Lors de sa première audition, Duclos réfute toute accusation de menées subversives contre l’État et attaque le Préfet de police.
« Le flagrant délit ? Il ne l'accepte pas et d'un ton péremptoire, il demanda au juge :
1. de se rendre sur-le-champ à la Préfecture de Police et de mettre les scellés sur les rapports et procès-verbal établis à la suite de la manifestation du 28 mai ;
2. de convoquer immédiatement l’officier de police Verdaveine afin qu'il retrace devant le juge avant d'éventuelles entrevues avec son chef ou ses subordonnés, les conditions de l’arrestation. »

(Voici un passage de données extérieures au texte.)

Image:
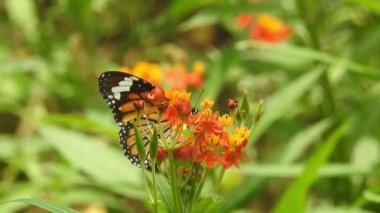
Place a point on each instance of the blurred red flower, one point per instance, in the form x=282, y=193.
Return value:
x=270, y=29
x=244, y=20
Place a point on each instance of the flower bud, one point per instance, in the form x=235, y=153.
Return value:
x=138, y=104
x=232, y=103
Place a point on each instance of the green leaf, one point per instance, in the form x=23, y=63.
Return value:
x=139, y=143
x=294, y=199
x=102, y=162
x=244, y=106
x=209, y=204
x=154, y=145
x=282, y=102
x=221, y=65
x=294, y=170
x=299, y=143
x=295, y=53
x=370, y=196
x=23, y=14
x=165, y=192
x=45, y=205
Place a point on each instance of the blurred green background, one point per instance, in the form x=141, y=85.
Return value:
x=316, y=149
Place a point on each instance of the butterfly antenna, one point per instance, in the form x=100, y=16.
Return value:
x=199, y=97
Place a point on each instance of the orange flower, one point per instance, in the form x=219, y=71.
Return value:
x=179, y=106
x=185, y=153
x=232, y=103
x=244, y=20
x=270, y=29
x=145, y=70
x=208, y=151
x=157, y=97
x=234, y=145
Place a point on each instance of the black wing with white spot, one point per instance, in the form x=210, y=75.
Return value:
x=119, y=90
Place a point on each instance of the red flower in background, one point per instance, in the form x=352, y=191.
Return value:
x=244, y=20
x=270, y=29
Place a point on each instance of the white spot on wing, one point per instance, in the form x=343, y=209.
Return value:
x=117, y=95
x=134, y=78
x=119, y=89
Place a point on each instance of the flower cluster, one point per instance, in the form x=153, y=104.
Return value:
x=264, y=27
x=187, y=142
x=174, y=76
x=211, y=138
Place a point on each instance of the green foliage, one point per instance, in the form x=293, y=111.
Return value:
x=58, y=142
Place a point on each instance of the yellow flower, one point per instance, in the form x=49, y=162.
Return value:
x=225, y=120
x=207, y=104
x=174, y=95
x=241, y=134
x=212, y=140
x=199, y=67
x=145, y=70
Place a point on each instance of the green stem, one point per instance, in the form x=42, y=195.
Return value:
x=146, y=181
x=174, y=184
x=199, y=189
x=219, y=180
x=155, y=202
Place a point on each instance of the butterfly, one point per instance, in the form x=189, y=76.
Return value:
x=121, y=90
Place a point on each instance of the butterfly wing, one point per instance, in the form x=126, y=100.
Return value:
x=119, y=90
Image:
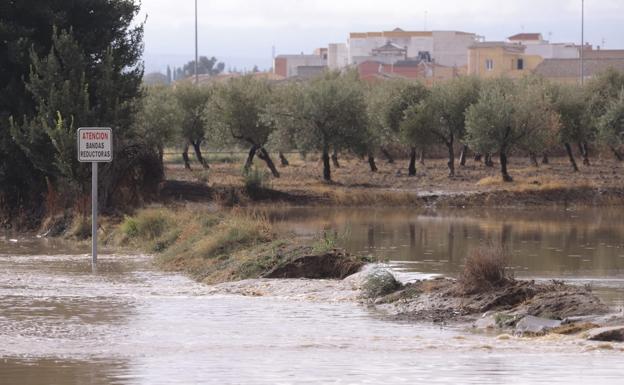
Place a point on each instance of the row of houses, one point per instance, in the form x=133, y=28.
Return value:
x=433, y=56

Après un mois de prison, Duclos, déjà souffrant, voit son état de santé se dégrader. Une commission médicale est désignée pour évaluer si sa condition peut être compatible avec son incarcération. Elle remet un rapport préconisant son hospitalisation dans une clinique. Cependant Duclos refuse, se méfiant de ce transfert.
Et le lendemain, coup de théâtre : la Chambre des Mises en accusation demande sa libération immédiate.
« Attendu qu'il n'est pas établi par la procédure que M. Duclos ait participé activement ou se soit rendu complice de la manifestation du 28 mai.
Attendu que les conditions du flagrant délit ne sont pas établies.
Attendu que la constitution française n’autorise des poursuites contre un parlementaire qu’après la levée de son immunité parlementaire.
En conséquence, la Chambre des Mises en accusation annule le mandat de dépôt décerné contre M. Duclos, annule les poursuites dont il a été l'objet et ordonne sa mise en liberté.
Cette décision étant sans appel, il deviendra nécessaire au cas où M. Duclos ferait l'objet d'une nouvelle action judiciaire, que ces poursuites soient entreprises sur des bases nouvelles et que l'immunité parlementaire dont il bénéficie soit levée. »
Malgré cette décision, les investigations policières se poursuivent. En octobre 1952, le parquet demande la levée de l’immunité parlementaire de Jacques Duclos, député de la Seine. La réponse sera donnée en novembre 1953 : demande rejetée.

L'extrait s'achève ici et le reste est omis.